Homestake Partners, which is comprised of Aurora and Colorado Springs, submitted a permit application to start “fatal flaw” test drilling along Homestake Creek to determine the feasibility of the $500 million dam project, which has yet to be formally proposed to the U.S. Forest Service that owns most of the surrounding land.
Dubbed Whitney Reservoir for the nearby Whitney Creek that flows into Homestake Creek, the proposed reservoir includes four alternatives between 6,850 and 20,000 acre-feet of average annual yield of water that would be pumped back up to the two utility’s existing Homestake Reservoir and then over the Continental Divide and down to the Front Range.
The proposal for the actual dam has not yet been submitted, and won’t be until the fatal flaw drilling determines whether one of the four alternatives will actually work for a new dam that will inundate critical wetlands in the area and could require a nearly 500-acre reduction in the size of the Holy Cross Wilderness Area for road realignment. That idea has virtually no local support and has been rejected by many members of Colorado’s congressional delegation.

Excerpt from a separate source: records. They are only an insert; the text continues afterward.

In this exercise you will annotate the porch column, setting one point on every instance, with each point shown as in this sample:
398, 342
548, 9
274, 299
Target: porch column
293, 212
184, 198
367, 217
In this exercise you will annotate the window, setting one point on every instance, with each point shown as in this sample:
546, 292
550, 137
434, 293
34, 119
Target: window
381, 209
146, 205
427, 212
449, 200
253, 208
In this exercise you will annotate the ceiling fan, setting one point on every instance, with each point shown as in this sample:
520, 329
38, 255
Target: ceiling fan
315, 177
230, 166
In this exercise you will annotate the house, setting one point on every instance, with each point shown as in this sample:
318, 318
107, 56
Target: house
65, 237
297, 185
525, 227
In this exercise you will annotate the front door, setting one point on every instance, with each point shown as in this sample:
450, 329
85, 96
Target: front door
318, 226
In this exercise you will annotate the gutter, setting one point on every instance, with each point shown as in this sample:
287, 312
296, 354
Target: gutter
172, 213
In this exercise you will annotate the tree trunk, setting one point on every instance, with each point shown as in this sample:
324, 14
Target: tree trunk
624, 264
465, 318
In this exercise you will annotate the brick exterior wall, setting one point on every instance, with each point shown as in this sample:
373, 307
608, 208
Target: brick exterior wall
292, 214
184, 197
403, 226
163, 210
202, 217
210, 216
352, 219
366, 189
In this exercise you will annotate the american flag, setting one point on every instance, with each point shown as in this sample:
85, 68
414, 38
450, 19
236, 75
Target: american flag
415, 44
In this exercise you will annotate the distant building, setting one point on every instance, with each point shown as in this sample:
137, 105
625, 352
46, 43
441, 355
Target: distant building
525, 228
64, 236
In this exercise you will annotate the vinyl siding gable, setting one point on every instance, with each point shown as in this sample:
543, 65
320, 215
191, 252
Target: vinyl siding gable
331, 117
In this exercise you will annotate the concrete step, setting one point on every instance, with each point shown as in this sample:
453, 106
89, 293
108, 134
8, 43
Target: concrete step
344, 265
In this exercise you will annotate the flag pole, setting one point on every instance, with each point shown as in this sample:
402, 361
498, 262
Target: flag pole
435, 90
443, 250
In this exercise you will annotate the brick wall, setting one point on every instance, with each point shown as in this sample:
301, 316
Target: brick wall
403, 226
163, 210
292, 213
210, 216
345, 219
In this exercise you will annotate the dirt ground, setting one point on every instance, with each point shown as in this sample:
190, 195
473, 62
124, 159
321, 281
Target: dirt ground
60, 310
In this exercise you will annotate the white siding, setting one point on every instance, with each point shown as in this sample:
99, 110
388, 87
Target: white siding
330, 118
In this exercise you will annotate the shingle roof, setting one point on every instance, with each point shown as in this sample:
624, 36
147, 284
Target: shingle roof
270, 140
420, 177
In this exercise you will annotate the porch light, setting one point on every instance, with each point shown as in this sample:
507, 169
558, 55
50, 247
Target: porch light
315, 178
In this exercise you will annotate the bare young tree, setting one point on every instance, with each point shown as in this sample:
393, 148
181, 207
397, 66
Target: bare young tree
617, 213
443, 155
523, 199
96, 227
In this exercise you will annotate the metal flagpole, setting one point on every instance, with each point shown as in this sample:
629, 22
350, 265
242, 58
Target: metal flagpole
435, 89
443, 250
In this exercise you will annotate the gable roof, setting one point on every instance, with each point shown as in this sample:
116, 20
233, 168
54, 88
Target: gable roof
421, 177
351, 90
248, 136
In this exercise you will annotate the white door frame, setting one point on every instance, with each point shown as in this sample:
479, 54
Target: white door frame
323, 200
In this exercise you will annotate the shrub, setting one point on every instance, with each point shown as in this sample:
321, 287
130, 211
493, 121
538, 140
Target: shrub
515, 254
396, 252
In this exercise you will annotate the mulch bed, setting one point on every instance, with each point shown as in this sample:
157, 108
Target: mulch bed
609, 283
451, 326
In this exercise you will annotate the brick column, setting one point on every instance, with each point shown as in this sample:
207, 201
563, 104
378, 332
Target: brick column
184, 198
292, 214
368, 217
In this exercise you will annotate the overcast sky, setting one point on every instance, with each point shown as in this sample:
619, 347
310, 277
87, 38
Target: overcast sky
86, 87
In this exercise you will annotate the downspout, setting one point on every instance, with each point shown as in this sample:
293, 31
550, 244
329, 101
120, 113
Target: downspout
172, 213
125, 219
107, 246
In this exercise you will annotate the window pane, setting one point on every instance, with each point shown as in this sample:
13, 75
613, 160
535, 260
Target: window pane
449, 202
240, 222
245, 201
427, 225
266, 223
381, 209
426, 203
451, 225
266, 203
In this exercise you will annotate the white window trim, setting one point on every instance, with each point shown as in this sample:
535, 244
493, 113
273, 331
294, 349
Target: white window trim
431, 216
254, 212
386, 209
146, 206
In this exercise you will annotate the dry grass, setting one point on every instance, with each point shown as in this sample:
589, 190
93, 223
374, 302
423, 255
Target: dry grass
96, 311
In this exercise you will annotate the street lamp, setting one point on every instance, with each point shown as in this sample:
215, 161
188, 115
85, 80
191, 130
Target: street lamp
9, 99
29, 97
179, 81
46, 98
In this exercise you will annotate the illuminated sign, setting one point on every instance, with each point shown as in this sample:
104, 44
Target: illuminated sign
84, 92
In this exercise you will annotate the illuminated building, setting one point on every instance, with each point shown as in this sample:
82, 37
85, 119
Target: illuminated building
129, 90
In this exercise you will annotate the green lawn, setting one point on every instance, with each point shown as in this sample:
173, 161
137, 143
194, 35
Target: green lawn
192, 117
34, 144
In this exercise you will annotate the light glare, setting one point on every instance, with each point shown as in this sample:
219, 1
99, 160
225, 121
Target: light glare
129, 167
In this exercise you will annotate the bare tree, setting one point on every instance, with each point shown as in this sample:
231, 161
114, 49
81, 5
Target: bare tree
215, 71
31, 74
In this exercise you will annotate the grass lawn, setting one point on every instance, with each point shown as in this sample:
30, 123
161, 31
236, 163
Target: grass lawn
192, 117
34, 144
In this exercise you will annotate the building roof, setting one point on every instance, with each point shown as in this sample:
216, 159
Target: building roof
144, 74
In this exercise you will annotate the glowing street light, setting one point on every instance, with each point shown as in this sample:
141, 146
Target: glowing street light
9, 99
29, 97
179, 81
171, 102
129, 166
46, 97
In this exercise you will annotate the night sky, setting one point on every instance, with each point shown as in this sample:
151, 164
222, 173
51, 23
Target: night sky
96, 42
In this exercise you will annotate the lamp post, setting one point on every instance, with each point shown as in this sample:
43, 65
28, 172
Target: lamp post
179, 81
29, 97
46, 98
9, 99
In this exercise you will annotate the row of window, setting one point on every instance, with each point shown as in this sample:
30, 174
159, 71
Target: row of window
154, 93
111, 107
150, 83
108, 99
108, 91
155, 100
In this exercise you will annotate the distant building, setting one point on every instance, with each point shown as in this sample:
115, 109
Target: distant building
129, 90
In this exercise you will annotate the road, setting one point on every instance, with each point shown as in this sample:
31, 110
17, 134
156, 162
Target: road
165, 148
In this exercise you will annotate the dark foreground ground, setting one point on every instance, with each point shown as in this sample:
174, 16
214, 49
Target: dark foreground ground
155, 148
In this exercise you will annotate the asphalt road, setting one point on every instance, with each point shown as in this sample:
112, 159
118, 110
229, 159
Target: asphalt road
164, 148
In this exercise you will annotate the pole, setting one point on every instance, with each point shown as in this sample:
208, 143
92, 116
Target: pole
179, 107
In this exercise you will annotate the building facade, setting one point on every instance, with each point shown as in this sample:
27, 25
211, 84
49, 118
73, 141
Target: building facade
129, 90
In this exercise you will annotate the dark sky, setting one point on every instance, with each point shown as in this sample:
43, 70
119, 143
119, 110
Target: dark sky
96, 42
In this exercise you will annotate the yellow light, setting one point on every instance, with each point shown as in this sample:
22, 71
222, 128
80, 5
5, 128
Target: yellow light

“We still have several steps to complete, such as consultation with U.S. Fish & Wildlife Service and final reviews of project findings,” Veldhuis said last month when asked about the test drilling permit. “Once that is complete, I anticipate signing a decision shortly after. Proponents could begin work this fall with enough time, pending weather.”
Just the prospect of test drilling drew hundreds of comments objecting to the project over the summer, and Aurora officials said the Forest Service permitting delays due to wildfires mean they likely won’t do anything in the creek drainage before the snow flies this fall.
“We’ve not received an update on the release of the decision yet,” Greg Baker, manager of public relations for the City of Aurora and Aurora Water, said in an email last month. “The permit would be for a year, so we would end up moving our work out until next summer, fall.”
Eagle County will have a significant role in permitting any future Whitney Reservoir proposal. The county used its 1041 powers — which allow counties in Colorado to regulate major outside infrastructure projects for economic and environmental impacts — to shut down the proposed Homestake II project in the same area in the 1990s. Subsequent legal challenges went all the way to the Colorado Supreme Court before Eagle County finally prevailed.
The Vail Daily on Friday reported Eagle County is currently suffering through “extreme” drought conditions.
CORRECTION: An earlier version of this story erroneously referred to a proposed Homestake II dam. Homestake II was a proposal to build additional points of diversion, but they would have been gravity fed to the existing Homestake Reservoir. There would have been no additional dams and no pumping.